MATA HARI AND SYDNEY REILLY: SPIES!

People always ask me what my favorite story is I did for Marvel Comics. It certainly wasn't any of the superhero books that I did. While the short run I did on John Carter of Mars, was enjoyable,  in retrospect it certainly wasn't my best work. I was constantly looking for shortcuts and timesavers while I was working on the pencils. Certainly the best stuff I did for Marvel was when I was doing my own creations for my editor and friend Carl Potts: the creator owned Off-Castes, and the short story "Spies".


At the time I was doing a lot of storyboarding work in animation, and seldom had the chance to work in comics.

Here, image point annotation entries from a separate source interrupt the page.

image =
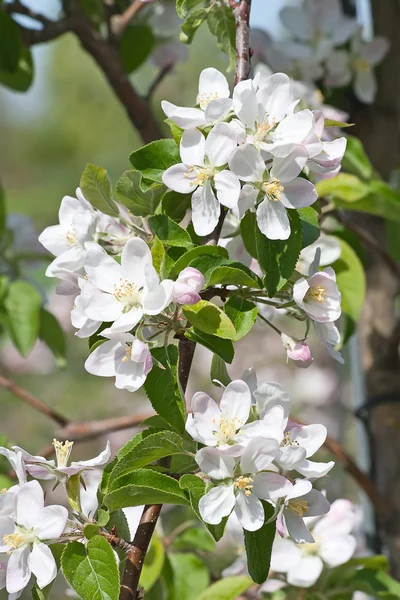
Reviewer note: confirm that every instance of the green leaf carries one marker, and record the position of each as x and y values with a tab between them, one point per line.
355	158
135	46
228	588
193	253
195	488
96	187
140	203
163	389
155	446
219	371
194	20
243	315
211	319
221	23
350	277
153	563
23	306
183	7
52	334
10	43
22	78
144	487
169	232
152	160
258	546
223	348
189	575
91	570
344	186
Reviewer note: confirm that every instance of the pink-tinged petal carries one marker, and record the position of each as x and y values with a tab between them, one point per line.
217	504
299	193
249	511
192	147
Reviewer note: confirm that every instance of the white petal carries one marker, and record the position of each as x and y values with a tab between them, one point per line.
249	511
306	572
227	186
215	464
236	402
186	118
272	220
205	210
247	164
220	143
180	179
192	147
217	504
42	564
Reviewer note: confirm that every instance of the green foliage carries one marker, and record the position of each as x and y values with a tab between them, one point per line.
163	389
221	22
96	187
91	570
258	546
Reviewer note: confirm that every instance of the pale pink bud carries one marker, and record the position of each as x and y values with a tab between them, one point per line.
298	351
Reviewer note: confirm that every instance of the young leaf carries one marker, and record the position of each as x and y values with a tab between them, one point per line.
144	487
163	389
169	232
243	315
223	348
153	159
130	194
96	187
211	319
91	570
23	305
258	546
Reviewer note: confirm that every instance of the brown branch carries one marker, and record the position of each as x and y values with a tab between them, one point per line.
37	404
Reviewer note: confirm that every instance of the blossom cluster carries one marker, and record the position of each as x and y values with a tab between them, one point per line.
326	46
252	452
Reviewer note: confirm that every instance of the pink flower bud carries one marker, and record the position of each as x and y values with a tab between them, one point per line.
188	285
298	351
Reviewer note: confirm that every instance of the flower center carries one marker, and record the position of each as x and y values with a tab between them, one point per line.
316	293
273	189
298	507
205	99
63	452
128	293
244	484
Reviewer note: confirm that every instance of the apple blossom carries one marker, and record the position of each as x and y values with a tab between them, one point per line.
26	538
188	285
124	357
213	99
201	170
281	189
127	291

When Carl created the title Amazing Stories as an anthology series, it was the perfect opportunity to do something, and a heartfelt thank you to him for giving me the chance to do something for the book. It also was the first time I worked with the master letterer Kenny Bruzenak; he did  manage to spell my name wrong in the credits, but I'll accept that any day in exchange for the  elegance and graphic design sensibility he brought to the job.


When PBS started running the series "Reilly, Ace of Spies", I was hooked from the beginning. Sam Neill was brilliant as the scheming SIdney Reilly, and Leo McKern (best known as Rumpole of the Bailey) as the unscrupulous arms dealer Basil Zaharov.  Set in pre- World War I Europe, the series follows the life of the Russian born Reilly who winds up as an exile, begins working for the British as an agent (and the British are never really sure he is working for them). When WWI breaks out, and the Russian Revolution begins, Reilly returns to his native land to try and take over the fledgling government, and comes close to succeeding before his eventual mysterious demise.


Ian Fleming, who worked in the British Secret Service with Bruce Lockhart (whose father worked with Reilly), claimed that SIdney Reilly was his major inspiration for the ultimate spy, James Bond.


At the same time I was reading a biography of Mata Hari who was the other legendary spy of the era. It seemed only natural to me that the two of them should eventually meet, and be pitted against each other. And that the instigator of this meeting should be Basil Zaharov, whose business interests had him selling arms to both sides in the unstable political climate of before the War to End All Wars.